In just three decades, state leaders in Latin America, Europe, and Africa have lost their immunity for their human rights violations, becoming the subjects of highly publicized trials resulting in severe consequences. Drawing on extensive research and illuminating personal experience, Kathryn Sikkink’s The Justice Cascade: How Human Rights Prosecutions Are Changing World Politics reveals how this stunning emergence of human rights prosecutions has come about. A must-read for anyone interested in the future of world politics and human rights, The Justice Cascade also addresses what effects human rights prosecutions have had on democracy, conflict, and repression; and what these prosecutions mean for leaders and citizens everywhere.

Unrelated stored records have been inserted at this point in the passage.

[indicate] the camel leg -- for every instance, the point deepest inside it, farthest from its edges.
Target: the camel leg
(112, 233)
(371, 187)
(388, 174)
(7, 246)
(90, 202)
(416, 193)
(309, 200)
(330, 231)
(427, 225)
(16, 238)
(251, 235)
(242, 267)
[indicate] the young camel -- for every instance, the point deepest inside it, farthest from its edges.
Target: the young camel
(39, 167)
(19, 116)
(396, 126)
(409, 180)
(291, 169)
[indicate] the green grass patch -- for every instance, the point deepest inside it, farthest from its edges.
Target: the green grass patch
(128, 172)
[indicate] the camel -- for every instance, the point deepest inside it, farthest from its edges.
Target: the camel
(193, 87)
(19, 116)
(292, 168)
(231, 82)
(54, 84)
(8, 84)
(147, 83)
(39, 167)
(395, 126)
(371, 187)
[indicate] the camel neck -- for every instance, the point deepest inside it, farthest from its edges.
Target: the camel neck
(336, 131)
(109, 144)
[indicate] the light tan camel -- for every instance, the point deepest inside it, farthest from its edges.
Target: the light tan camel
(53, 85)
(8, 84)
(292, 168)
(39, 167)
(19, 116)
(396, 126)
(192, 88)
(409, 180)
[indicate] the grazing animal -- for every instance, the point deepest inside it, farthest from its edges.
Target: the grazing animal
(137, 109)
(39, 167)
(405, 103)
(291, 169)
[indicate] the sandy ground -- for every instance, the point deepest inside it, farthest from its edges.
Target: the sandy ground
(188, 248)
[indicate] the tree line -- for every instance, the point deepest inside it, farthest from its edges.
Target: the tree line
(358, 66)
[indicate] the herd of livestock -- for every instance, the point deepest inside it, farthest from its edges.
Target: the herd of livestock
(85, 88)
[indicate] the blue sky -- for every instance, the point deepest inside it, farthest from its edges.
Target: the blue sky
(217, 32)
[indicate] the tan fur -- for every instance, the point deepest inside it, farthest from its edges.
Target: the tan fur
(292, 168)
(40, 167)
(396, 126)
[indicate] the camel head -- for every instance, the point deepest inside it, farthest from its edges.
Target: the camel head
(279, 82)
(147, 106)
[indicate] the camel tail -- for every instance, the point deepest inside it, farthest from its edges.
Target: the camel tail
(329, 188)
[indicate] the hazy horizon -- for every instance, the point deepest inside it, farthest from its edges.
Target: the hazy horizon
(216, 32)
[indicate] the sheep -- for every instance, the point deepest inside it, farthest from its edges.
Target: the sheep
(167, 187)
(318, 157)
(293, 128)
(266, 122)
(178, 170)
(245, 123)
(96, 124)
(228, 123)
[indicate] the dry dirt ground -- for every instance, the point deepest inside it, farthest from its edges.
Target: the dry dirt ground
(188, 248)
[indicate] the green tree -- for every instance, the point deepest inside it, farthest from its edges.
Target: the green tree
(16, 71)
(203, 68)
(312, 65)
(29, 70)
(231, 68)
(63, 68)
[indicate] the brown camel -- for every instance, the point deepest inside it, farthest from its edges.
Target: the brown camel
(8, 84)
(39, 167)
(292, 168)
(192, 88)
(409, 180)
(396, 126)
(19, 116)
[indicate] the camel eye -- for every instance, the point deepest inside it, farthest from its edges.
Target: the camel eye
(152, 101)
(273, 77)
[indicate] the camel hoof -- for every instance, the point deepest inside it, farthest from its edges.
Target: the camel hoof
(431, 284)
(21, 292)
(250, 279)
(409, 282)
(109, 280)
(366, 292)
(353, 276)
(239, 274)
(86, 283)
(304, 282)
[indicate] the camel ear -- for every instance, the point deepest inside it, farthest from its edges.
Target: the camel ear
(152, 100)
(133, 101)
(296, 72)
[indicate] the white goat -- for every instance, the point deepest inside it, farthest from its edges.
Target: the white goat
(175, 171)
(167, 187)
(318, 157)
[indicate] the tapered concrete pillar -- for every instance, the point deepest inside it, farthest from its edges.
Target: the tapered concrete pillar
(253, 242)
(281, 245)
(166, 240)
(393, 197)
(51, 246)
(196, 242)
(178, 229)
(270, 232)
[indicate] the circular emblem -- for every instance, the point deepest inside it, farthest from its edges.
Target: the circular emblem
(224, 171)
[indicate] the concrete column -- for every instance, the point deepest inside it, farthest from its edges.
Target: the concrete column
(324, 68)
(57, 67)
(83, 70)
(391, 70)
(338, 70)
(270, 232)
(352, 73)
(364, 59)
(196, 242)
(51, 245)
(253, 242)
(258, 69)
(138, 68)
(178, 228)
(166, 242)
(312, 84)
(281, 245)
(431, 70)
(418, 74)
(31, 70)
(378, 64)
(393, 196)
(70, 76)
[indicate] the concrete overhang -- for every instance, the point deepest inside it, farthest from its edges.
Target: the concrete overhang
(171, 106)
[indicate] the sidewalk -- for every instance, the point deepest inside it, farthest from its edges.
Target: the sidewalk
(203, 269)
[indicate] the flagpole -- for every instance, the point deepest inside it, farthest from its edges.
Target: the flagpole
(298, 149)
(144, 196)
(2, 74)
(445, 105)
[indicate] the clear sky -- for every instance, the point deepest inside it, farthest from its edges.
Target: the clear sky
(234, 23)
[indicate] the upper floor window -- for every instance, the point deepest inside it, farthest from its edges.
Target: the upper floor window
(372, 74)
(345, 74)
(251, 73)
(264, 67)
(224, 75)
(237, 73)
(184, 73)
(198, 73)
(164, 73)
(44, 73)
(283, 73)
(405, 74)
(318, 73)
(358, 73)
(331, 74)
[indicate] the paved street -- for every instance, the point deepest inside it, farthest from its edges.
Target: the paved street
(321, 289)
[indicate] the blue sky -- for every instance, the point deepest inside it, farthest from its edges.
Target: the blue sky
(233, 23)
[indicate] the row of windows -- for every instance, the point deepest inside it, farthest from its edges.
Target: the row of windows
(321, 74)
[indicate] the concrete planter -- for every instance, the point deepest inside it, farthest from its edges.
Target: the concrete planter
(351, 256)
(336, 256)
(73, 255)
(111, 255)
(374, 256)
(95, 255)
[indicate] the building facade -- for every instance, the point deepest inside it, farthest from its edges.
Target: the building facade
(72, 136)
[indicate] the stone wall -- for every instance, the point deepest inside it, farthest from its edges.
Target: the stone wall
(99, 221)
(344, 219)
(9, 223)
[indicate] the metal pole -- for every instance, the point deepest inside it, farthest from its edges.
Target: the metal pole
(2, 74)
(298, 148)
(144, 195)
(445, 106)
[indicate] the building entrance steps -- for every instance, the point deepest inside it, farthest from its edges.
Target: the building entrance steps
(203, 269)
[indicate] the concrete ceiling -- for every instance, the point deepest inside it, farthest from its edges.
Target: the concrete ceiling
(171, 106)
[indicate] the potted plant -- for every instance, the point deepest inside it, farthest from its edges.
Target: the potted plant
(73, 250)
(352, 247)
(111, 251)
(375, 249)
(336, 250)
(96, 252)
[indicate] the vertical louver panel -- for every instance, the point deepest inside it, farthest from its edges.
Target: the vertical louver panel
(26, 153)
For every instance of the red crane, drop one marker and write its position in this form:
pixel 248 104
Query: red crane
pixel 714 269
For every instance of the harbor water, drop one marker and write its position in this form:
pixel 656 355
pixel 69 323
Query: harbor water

Established in 2008, the WOLA/Duke Book Prize honors the best current, non-fiction book published in English on human rights, democracy and social justice in contemporary Latin America. Past recipients include Victoria Bruce, Karin Hayes and Jorge Enrique’s Hostage Nation (2010, Knopf); Ambassador Heraldo Muñoz’s The Dictator’s Shadow (2009, Basic Books); and Francisco Goldman’s The Art of Political Murder (2008, Grove).

Sikkink, who has a Ph.D. in political science from Columbia University, is Regents Professor and the McKnight Presidential Chair in Political Science at the University of Minnesota.  Past publications include Mixed Signals: U.S. Human Rights Policy and Latin America,  Activists Beyond Borders: Advocacy Networks in International Politics (co-authored with Margaret Keck and awarded the Grawemeyer Award for Ideas for Improving World Order, and the ISA Chadwick Alger Award for Best Book in the area of International Organizations); and The Power of Human Rights: International Norms and Domestic Change (co-edited with Thomas Risse and Stephen Ropp). Her work has been translated into Spanish, Portuguese, French, Chinese, and Arabic. Sikkink has been a Fulbright Scholar in Argentina and a Guggenheim fellow.

A talk and reception was held Wednesday, November 2, from 5:00-7:00 pm in the Rare Book Room, Perkins Library, Duke University (map).